Need to know:
- The Pensions Regulator has published a new code of practice for employers that would like to introduce collective defined contribution (CDC) pension schemes.
- The code lays out the detailed and extensive process employers will need to go through to receive authorisation.
- It is early days for CDC in the UK, but Royal Mail has blazed a trail for other UK employers to follow. At this stage, CDC is really most likely to be of interest to large employers, perhaps ones where there is heavy unionisation.
The Pensions Regulator (TPR) has published a new code of practice for employers that want to introduce collective defined contribution (CDC) pension schemes.
Popular in the Netherlands, CDC is widely seen as a compromise between the generous, old-style defined benefit (DB) pension schemes and the modern defined contribution (DC) schemes, which typically have lower contribution rates and in which individuals shoulder their own investment risk.
They were championed by Guy Opperman, who recently resigned as minister for pensions. Opperman said in June 2022: “Collective defined contribution pension schemes have the potential to transform the UK pensions landscape and deliver better retirement outcomes for millions of pension savers.”
CDC schemes could give employers a competitive edge, says Hari Mann, co-chair of the RSA’s CDC Forum. “I think we are at a point where we are seeing more employers thinking about how they can enhance employee benefits, especially when it is difficult to increase salaries at this point in the economic cycle, particularly when the regulatory guidance says ‘Don’t increase salaries, you will fuel inflation.’ How do you then improve employee benefits in other ways?”
In a CDC scheme, members share investment risk, as well as the financial risks associated with living unexpectedly long lives. Contribution rates are fixed for employers. The pensions paid to members will depend on how well funded the scheme is, which will be determined by investment performance. Chintan Gandhi, partner and head of CDC at Aon, says: “Typically, CDC pensions are likely to be considerably higher than DC pensions.”
A conservative estimate of the uplift would be 30 to 40%, says Mann, who has analysed numerous research papers on the subject.
In the past, most people assumed there would be limited interest in CDC among UK employers, because so many had already closed their DB schemes and opened new DC schemes. However, Royal Mail’s decision to introduce a CDC pension scheme for its workforce has changed the conversation.
Royal Mail agreed with its union, the Communications Workers Union, that CDC pensions would meet their mutual objective to provide employees with sustainable, affordable and secure retirement arrangements.
The Pensions Regulator’s code of practice
Introducing a new type of pension scheme required UK government legislation. The latest step in this process is TPR’s new code of practice, which was issued on 1 August 2022. The code of practice sets out the process for UK employers that want to apply for authorisation of a CDC pension scheme. Employers must go through the authorisation process if they want to launch a CDC scheme. So, what are the main points for them to bear in mind?

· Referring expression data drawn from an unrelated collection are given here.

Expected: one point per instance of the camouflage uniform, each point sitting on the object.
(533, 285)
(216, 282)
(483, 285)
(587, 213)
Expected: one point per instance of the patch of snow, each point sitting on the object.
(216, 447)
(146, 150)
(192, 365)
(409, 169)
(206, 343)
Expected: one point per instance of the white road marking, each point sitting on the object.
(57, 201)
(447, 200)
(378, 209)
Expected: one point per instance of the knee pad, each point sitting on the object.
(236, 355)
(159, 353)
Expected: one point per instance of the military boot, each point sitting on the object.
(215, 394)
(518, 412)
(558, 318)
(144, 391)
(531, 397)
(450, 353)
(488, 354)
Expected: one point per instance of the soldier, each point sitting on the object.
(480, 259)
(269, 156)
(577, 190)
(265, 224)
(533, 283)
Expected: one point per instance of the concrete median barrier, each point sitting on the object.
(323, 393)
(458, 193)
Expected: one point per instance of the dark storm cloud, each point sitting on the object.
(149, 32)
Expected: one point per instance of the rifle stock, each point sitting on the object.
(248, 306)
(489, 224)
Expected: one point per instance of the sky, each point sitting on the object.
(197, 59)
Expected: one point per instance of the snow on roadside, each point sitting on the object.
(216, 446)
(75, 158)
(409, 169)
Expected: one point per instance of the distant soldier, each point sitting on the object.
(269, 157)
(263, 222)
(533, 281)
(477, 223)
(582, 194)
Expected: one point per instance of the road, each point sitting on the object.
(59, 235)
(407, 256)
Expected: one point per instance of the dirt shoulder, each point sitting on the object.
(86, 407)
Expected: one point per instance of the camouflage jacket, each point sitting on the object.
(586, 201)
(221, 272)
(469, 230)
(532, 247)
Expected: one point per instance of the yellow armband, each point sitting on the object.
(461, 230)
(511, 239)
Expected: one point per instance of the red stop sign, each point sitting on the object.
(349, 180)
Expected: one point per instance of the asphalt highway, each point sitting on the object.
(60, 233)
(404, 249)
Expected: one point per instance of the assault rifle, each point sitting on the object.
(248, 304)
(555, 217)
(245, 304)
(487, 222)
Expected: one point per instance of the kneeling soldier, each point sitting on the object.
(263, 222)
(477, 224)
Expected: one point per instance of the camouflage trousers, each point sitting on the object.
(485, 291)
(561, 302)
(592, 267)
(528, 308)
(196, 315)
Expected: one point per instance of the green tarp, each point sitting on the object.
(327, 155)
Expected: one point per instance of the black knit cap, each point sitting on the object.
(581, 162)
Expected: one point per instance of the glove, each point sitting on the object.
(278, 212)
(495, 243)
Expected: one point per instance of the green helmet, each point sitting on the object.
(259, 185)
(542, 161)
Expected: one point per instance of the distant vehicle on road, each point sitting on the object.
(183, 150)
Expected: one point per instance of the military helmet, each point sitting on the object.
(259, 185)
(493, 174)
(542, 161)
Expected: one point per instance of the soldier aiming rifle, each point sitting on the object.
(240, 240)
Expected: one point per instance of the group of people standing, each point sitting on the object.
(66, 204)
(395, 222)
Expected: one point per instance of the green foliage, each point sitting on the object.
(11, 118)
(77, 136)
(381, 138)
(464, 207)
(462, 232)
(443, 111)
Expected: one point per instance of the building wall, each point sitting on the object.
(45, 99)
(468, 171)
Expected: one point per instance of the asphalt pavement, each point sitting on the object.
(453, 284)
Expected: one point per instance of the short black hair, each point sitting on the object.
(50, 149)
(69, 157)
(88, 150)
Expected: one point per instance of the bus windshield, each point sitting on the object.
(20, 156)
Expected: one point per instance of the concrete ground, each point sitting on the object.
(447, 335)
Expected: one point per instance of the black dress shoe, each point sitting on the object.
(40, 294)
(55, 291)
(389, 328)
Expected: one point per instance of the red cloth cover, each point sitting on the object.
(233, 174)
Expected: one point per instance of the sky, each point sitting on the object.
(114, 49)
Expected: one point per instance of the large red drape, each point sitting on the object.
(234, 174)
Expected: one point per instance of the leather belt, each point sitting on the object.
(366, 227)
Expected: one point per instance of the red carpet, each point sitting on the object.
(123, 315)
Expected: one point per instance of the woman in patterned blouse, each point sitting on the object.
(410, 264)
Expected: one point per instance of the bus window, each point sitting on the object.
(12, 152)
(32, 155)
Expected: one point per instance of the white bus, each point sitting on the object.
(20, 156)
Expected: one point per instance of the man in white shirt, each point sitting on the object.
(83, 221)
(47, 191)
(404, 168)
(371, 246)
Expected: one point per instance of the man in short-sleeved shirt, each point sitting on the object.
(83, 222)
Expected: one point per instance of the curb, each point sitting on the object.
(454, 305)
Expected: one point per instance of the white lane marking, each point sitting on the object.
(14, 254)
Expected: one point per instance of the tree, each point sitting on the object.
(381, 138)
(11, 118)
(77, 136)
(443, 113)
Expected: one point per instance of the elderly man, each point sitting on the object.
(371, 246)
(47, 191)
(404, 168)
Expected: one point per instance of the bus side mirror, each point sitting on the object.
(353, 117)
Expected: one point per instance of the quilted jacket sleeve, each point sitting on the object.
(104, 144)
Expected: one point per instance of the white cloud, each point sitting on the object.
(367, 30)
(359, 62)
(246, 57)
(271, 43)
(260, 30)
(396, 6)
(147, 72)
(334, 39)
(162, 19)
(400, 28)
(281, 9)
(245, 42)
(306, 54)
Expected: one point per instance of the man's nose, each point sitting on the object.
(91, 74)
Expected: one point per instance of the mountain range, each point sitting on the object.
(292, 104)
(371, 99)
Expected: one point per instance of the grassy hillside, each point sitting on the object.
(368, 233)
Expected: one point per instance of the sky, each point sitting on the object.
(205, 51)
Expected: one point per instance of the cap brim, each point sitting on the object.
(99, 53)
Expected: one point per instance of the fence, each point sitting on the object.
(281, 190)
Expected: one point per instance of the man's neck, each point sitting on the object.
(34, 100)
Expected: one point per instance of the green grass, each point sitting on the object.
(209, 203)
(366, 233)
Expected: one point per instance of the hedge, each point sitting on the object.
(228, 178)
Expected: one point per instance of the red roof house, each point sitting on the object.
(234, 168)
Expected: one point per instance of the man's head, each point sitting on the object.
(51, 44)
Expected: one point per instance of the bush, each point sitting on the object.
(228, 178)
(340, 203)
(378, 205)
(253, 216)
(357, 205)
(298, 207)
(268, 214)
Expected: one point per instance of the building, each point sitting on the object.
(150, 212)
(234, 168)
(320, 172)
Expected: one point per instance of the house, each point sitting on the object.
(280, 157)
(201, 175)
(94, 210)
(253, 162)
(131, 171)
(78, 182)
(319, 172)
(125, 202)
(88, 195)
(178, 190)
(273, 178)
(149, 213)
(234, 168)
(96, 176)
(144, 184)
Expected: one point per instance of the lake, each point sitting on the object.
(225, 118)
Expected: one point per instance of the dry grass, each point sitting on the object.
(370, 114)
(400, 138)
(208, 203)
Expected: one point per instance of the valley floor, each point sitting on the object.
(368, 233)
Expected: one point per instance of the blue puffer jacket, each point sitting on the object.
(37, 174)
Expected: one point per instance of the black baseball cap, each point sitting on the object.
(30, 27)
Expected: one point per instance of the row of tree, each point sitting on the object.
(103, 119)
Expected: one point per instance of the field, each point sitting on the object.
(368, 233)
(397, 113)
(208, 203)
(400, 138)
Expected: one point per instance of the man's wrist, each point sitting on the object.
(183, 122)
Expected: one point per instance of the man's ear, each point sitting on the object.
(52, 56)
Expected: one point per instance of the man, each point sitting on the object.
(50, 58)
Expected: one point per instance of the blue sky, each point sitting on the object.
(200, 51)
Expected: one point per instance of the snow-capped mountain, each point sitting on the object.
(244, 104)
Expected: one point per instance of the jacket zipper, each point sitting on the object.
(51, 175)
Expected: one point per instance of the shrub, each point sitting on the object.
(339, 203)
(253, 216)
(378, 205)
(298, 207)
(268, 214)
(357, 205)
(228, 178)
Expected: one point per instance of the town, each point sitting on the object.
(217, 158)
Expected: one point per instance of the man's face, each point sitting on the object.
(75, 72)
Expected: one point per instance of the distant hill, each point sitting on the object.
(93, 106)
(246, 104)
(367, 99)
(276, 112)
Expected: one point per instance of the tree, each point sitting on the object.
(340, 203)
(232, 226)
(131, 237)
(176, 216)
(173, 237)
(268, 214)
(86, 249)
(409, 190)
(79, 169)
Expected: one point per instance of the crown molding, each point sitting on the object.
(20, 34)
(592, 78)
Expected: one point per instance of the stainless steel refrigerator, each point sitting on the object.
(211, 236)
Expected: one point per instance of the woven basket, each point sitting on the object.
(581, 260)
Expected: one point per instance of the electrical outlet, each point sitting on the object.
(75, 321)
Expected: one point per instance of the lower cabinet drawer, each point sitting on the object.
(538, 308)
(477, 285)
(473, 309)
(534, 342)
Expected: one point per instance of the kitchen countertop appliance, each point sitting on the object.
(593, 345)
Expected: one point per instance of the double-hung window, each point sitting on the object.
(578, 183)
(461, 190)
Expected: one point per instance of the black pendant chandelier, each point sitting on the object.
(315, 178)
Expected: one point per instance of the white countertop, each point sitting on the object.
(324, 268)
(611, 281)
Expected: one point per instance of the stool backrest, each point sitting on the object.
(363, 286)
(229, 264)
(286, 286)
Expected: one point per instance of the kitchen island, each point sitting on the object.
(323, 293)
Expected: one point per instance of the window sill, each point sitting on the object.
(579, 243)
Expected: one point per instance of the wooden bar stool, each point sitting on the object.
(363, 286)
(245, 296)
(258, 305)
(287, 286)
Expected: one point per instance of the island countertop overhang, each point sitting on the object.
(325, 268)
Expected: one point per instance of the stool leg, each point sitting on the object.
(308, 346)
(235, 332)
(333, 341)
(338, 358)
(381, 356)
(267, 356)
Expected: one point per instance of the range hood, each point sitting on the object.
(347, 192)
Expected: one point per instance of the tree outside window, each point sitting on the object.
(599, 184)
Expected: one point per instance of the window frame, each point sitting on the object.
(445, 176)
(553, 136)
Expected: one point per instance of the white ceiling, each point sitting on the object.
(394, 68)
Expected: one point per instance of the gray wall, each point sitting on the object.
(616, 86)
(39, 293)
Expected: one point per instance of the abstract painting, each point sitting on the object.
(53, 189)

To be authorised, a CDC scheme must meet six key authorisation criteria. The people who run the scheme must be deemed fit and proper. That means being honest and having knowledge appropriate to their role, among other qualities.
The scheme must have IT systems in place, and robust governance processes.

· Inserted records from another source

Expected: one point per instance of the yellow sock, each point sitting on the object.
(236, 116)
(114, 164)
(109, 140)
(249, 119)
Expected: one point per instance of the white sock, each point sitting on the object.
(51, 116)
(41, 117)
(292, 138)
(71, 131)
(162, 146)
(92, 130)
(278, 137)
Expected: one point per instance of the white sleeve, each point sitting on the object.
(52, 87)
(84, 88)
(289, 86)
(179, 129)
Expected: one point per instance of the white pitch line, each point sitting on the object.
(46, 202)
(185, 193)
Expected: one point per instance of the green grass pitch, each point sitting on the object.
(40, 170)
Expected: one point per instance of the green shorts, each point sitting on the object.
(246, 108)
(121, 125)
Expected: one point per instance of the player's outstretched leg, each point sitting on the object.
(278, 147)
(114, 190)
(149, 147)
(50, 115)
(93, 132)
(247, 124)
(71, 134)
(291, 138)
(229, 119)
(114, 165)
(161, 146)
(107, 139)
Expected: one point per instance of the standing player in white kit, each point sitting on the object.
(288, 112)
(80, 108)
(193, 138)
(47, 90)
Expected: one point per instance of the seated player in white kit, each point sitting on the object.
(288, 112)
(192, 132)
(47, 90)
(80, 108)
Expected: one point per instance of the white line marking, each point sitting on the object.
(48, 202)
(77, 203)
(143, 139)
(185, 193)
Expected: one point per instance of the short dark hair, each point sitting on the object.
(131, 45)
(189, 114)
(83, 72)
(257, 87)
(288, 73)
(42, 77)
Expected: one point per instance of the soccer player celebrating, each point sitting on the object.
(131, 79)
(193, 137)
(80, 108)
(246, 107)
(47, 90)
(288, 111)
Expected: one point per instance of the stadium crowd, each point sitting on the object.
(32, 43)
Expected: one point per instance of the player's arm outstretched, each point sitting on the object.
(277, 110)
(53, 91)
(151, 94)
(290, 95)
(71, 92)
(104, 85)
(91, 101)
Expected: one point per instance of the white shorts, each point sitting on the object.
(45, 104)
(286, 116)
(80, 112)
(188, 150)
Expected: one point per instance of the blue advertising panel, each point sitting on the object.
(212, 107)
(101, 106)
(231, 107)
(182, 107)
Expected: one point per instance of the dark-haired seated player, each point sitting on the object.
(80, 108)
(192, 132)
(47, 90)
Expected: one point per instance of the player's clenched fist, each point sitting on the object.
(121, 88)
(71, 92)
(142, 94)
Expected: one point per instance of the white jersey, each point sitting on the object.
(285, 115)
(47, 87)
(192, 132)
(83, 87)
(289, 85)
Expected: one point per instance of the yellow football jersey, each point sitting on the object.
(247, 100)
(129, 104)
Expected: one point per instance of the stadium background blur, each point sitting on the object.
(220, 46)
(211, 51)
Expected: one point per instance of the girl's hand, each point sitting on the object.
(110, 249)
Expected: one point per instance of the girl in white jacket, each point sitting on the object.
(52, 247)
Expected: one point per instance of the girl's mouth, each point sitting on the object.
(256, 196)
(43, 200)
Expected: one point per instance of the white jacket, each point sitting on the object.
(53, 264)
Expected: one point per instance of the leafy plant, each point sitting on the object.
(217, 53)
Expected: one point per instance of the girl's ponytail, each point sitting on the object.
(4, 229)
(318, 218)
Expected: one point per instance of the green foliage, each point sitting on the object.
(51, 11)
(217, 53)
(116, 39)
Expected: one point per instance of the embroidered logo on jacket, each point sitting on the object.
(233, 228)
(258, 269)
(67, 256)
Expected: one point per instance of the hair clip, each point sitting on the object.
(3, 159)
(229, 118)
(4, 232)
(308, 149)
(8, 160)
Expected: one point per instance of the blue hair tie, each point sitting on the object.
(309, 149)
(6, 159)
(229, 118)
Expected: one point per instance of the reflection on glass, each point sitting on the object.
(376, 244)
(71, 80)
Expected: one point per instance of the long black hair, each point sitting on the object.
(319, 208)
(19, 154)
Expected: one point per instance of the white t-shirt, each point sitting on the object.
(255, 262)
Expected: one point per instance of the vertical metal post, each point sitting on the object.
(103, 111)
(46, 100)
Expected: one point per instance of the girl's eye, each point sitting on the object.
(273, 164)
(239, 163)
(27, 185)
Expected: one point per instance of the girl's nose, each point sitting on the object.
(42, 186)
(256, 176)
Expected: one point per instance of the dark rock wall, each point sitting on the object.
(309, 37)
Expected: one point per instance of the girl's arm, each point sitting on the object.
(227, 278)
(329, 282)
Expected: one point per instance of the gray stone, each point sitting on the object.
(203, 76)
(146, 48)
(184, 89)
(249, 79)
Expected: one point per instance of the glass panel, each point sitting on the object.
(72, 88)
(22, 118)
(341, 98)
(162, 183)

Those running the scheme must be able to communicate with members so that they understand the risks and benefits of the scheme; this is so important in the context of CDC, where benefits can be cut if investments underperform.
The scheme must have a continuity strategy, in case the employer runs into financial difficulties. It must also have sufficient financial resources to operate.
Finally, it should be able to demonstrate a sound design, with a viability report containing evidence from external professional advisers.
Only the serious need apply for authorisation. When submitting an application, a standard fee of £77,000 must be paid to TPR.
Katy Harries, associate director at law firm Sackers, says: “At this stage, CDC is really most likely to be of interest to large employers, perhaps ones where there is heavy unionisation. They may still have open DB schemes. It will be interesting to see whether demand for CDC will come from employers or from unions.”
It is still very early days for CDC in the UK. “I imagine there will be a lot of waiting and seeing what happens with Royal Mail,” says Harries. “Unless [an employer is] the size of Royal Mail, why would [it] be a market leader on this? CDC is expensive and unknown for everyone, and a huge amount of work must go into underpinning it.”
The word in the industry is that several other large employers are having serious conversations with their advisers about introducing CDC. Some of the bigger pension consultancies have also appointed heads of CDC, with supporting specialist teams, showing that they anticipate future demand.
Master trust pension schemes may also look to incorporate some form of CDC into their investment design. However, as yet, no legal basis exists for them to do so.
Gandhi says: “Any employer [that] is seriously considering introducing a CDC pension scheme should start by consulting their advisers and TPR.”
The RSA’s CDC Forum could point a large employer in the right direction, suggests Mann, who adds: “The place to go to is current scheme actuaries, because most of them are talking about this right now.”